The civic centre has seen its time. Raise money by selling this area to back your requirements for low cost housing. By doing this you could save face by keeping Arrowdale as the thousands of your citizens requested.

Councillors can stand up and be counted by reversing their draconian decision to sell Arrowdale. Save Arrowdale for all our citizens, children, seniors, golfers, the environment, winter sports, etc.
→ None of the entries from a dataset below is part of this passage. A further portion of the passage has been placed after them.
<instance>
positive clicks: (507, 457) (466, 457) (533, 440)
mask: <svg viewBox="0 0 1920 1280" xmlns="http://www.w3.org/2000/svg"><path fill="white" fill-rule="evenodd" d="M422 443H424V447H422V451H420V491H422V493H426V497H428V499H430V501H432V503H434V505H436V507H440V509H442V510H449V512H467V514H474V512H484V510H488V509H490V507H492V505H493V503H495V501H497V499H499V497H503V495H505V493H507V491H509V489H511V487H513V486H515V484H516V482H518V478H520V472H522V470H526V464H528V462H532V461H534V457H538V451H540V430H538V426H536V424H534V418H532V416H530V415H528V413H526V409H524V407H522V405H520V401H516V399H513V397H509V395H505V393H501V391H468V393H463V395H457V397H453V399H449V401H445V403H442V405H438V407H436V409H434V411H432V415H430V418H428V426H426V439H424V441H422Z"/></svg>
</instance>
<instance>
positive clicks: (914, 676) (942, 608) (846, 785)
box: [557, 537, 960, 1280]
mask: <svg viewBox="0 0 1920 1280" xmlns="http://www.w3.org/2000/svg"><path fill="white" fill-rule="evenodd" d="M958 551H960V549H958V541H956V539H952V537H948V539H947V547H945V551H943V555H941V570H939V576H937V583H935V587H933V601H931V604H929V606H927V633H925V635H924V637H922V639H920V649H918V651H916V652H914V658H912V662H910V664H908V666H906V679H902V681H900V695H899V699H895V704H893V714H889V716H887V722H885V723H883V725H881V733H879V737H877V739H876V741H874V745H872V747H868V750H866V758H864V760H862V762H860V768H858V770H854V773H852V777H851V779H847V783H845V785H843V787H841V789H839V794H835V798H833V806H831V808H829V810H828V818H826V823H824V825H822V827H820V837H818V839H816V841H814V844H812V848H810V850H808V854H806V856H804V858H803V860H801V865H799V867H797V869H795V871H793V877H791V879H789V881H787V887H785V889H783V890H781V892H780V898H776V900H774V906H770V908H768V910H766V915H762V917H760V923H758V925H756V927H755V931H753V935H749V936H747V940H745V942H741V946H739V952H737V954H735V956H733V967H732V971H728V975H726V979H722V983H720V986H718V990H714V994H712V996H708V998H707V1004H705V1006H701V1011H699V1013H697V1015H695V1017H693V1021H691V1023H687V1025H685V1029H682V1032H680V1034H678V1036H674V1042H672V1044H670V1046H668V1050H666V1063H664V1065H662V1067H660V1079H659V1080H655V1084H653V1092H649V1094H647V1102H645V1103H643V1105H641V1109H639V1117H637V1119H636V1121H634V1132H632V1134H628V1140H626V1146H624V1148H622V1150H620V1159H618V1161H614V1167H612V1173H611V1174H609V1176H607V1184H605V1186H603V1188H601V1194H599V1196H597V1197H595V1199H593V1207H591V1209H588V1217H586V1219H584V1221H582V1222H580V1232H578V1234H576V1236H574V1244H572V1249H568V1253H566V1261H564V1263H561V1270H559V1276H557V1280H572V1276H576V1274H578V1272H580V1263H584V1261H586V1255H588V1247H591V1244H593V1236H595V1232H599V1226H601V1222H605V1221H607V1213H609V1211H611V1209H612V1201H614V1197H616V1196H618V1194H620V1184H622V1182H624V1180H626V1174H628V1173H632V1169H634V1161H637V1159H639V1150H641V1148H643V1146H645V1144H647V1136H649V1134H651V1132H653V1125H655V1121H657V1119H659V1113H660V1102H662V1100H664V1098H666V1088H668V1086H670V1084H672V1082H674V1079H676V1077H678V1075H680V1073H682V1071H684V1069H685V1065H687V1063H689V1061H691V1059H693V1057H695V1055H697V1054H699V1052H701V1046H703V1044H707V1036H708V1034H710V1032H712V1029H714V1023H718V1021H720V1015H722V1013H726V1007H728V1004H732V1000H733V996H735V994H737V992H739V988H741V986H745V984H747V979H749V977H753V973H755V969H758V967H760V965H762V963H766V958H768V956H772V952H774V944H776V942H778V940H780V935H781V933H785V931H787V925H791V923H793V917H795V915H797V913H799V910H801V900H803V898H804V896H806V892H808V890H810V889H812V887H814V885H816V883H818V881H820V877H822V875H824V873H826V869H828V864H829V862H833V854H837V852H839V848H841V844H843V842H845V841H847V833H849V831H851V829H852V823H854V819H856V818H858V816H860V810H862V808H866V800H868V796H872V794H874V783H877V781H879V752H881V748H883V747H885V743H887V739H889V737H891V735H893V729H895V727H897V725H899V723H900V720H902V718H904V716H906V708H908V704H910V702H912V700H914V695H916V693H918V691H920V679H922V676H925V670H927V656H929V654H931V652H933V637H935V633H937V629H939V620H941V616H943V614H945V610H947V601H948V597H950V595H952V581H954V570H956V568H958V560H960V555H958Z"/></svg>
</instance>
Do the right thing.

Ron Davis



Council made right decision

Well, I finally decided to give my 10-cents worth about the closure of the nine-hole golf course.

I am a golfer and I play at an 18-hole golf course.  I have heard many reasons for keeping the golf course open, but none are related to a sound financial business plan.

I live in Brantford and pay over $6,000 in taxes, so when someone says that seniors need a place to walk and use Arrowdale as a destination place to walk, I laugh.  Seniors like me like flat trails to walk.  I know because I live behind the dike trail which has seen a 300 per cent increase in usage since the coronavirus hit us.

The council was smart in leaving a park in place to sooth the homeowners who back on the golf course as their property value will be protected.  The 100 or so other people who have a membership will have to suffer since they do not want to play and pay the fees related to an 18-hole golf course.

I think the city should not be in the business of owning businesses like a golf course unless they make a clear profit.

The council should be congratulated for sticking to their decision to close Arrowdale and designate the money to low income housing.

I invite the council to consider selling Northridge to get even more money to offset the budget shortage from the loss of casino revenues.

Miguel Bourassa



Close all under-used facilities?

A recent letter to the editor suggested that because only one in 10 Canadians play golf it was justification for city council to close Arrowdale golf course.

Now, by logic, this theory should lead council to evaluate all city facilities under this guideline. They would discover that a majority of the population does not utilize the library, civic centre, Gretzky centre, tennis courts, Lions park, local parks and gardens and yet each enhances the life of our citizens. Using the letter writer’s suggestion, should we not also close all of these facilities too?